4. **Monitoring:** System health and security metrics are pulled via the `MONITOR_PORT`.
---
## 🧪 Post-Installation Test
Once the script finishes, verify the WAF is working by sending a "fake" attack:
```bash
# Replace localhost with your server IP if testing remotely
curl -I http://localhost/etc/passwd
```
## 📊 Sizing & Performance Specs
For a standard deployment (Postanalytics + NGINX on one host), we recommend the following:
### Resource Allocation & Performance
| **Resource** | **Primary Consumer** | **Performance Note** |
| ------------------- | ------------------------- | ----------------------------------------------------------------------------------------------------------------------------------------------- |
| **CPU** (2 Cores) | **NGINX & Postanalytics** | One core typically handles the NGINX filtering, while the second manages `wstore` (local data analytics). This setup safely handles ~1,000 RPS. |
| **RAM** (4 GB) | **`wstore` (Tarantool)** | Wallarm uses an in-memory circular buffer for request analysis. At 4GB, you can store roughly 1520 minutes of request metadata for analysis. |
| **Storage** (50 GB) | **Log Buffering** | Required for local attack logs and the postanalytics module. SSD is mandatory to prevent I/O wait times from slowing down request processing. |
---
### Scaling Indicators
If you notice your traffic increasing beyond these specs, here is when you should consider upgrading:
- **High CPU Usage (>70%):** Usually indicates you have reached the RPS limit for your core count or are processing highly complex, nested payloads (like large JSON or Base64-encoded data).

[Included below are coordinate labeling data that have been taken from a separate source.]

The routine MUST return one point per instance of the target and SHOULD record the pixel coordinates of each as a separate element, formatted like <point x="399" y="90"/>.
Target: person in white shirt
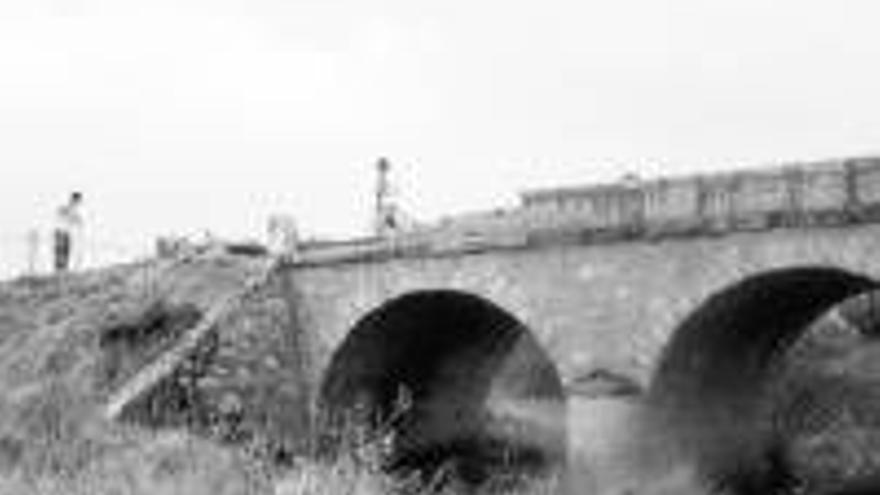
<point x="68" y="226"/>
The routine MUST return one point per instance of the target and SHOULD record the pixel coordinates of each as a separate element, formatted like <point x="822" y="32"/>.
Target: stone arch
<point x="480" y="389"/>
<point x="708" y="400"/>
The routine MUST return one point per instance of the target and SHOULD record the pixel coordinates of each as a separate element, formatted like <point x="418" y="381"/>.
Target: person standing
<point x="68" y="226"/>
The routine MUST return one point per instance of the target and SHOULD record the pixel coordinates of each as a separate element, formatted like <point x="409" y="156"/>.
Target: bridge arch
<point x="459" y="380"/>
<point x="708" y="399"/>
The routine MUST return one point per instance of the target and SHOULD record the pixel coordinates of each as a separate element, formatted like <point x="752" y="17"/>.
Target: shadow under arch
<point x="480" y="390"/>
<point x="707" y="402"/>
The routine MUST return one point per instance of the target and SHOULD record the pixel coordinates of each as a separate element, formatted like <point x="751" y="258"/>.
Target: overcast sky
<point x="183" y="115"/>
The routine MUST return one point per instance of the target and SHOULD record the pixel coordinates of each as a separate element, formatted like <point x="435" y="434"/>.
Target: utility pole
<point x="384" y="208"/>
<point x="33" y="249"/>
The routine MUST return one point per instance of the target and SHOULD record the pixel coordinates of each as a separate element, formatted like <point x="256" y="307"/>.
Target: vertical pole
<point x="33" y="248"/>
<point x="383" y="169"/>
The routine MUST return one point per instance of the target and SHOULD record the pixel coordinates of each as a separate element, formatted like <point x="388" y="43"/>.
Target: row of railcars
<point x="822" y="193"/>
<point x="826" y="193"/>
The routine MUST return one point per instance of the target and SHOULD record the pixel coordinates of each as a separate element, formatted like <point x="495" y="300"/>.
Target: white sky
<point x="184" y="115"/>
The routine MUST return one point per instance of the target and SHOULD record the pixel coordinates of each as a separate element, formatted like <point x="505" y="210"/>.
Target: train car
<point x="762" y="199"/>
<point x="716" y="207"/>
<point x="822" y="193"/>
<point x="864" y="185"/>
<point x="671" y="206"/>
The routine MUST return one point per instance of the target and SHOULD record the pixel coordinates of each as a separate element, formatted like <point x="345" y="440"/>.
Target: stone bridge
<point x="478" y="345"/>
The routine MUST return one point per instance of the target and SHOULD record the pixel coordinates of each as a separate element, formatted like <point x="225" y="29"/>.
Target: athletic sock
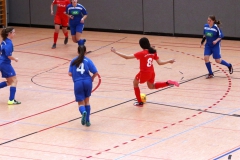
<point x="88" y="109"/>
<point x="160" y="85"/>
<point x="81" y="109"/>
<point x="225" y="63"/>
<point x="55" y="37"/>
<point x="66" y="34"/>
<point x="3" y="84"/>
<point x="137" y="94"/>
<point x="12" y="93"/>
<point x="208" y="65"/>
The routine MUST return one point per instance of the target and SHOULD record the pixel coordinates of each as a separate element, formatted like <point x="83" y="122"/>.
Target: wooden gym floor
<point x="200" y="120"/>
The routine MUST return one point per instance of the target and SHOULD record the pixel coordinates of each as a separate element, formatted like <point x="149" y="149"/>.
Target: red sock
<point x="137" y="94"/>
<point x="66" y="34"/>
<point x="160" y="85"/>
<point x="55" y="37"/>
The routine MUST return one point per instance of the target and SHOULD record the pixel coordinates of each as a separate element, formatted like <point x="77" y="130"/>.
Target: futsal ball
<point x="143" y="97"/>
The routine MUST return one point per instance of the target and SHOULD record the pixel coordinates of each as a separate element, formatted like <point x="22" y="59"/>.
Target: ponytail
<point x="81" y="53"/>
<point x="5" y="32"/>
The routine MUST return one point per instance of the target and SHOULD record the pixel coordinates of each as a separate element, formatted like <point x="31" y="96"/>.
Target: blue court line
<point x="165" y="139"/>
<point x="227" y="153"/>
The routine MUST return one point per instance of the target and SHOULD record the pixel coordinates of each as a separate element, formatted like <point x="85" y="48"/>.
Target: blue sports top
<point x="212" y="34"/>
<point x="6" y="50"/>
<point x="82" y="72"/>
<point x="77" y="12"/>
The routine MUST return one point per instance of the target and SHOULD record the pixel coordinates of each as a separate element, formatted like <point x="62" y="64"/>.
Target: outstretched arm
<point x="165" y="62"/>
<point x="122" y="55"/>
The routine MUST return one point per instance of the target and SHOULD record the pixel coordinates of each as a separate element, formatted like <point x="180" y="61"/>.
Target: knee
<point x="218" y="60"/>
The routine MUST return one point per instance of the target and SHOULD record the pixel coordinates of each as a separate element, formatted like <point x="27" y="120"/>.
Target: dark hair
<point x="145" y="44"/>
<point x="5" y="32"/>
<point x="213" y="18"/>
<point x="81" y="53"/>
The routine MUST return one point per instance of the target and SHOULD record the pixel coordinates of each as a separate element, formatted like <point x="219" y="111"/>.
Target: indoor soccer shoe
<point x="230" y="69"/>
<point x="170" y="82"/>
<point x="139" y="104"/>
<point x="88" y="124"/>
<point x="209" y="76"/>
<point x="54" y="46"/>
<point x="83" y="120"/>
<point x="65" y="40"/>
<point x="13" y="102"/>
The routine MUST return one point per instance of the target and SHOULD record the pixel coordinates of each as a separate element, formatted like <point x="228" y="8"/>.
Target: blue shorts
<point x="82" y="89"/>
<point x="7" y="70"/>
<point x="76" y="28"/>
<point x="215" y="50"/>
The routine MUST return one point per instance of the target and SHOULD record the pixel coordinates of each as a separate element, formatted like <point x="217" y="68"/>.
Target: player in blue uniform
<point x="77" y="15"/>
<point x="213" y="34"/>
<point x="5" y="63"/>
<point x="80" y="68"/>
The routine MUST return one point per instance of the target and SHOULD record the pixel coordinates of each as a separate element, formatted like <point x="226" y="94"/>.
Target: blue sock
<point x="88" y="109"/>
<point x="3" y="84"/>
<point x="208" y="65"/>
<point x="81" y="109"/>
<point x="81" y="42"/>
<point x="12" y="93"/>
<point x="225" y="63"/>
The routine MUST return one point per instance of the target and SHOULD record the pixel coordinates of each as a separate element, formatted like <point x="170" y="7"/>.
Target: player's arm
<point x="94" y="75"/>
<point x="122" y="55"/>
<point x="165" y="62"/>
<point x="13" y="58"/>
<point x="51" y="7"/>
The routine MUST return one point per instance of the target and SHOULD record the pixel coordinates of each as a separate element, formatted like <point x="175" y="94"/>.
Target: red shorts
<point x="143" y="77"/>
<point x="61" y="20"/>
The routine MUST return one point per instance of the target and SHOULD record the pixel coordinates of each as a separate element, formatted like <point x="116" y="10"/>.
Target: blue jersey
<point x="211" y="34"/>
<point x="77" y="12"/>
<point x="6" y="50"/>
<point x="82" y="71"/>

- **Memory Pressure:** If you see `wstore` dropping data before the 15-minute mark, it means your traffic volume (data per minute) is exceeding the 4GB buffer.
- **Disk Latency:** If you see "I/O Wait" in your system monitoring, it will directly cause latency for your end users, as NGINX cannot clear its buffers fast enough.
> [!TIP]
> **Performance Note:** One CPU core typically handles **500 RPS**. In a 2-core setup, one core is dedicated to NGINX (filtering) and one core to `wstore` (local analytics). For production spikes, we recommend 2x headroom.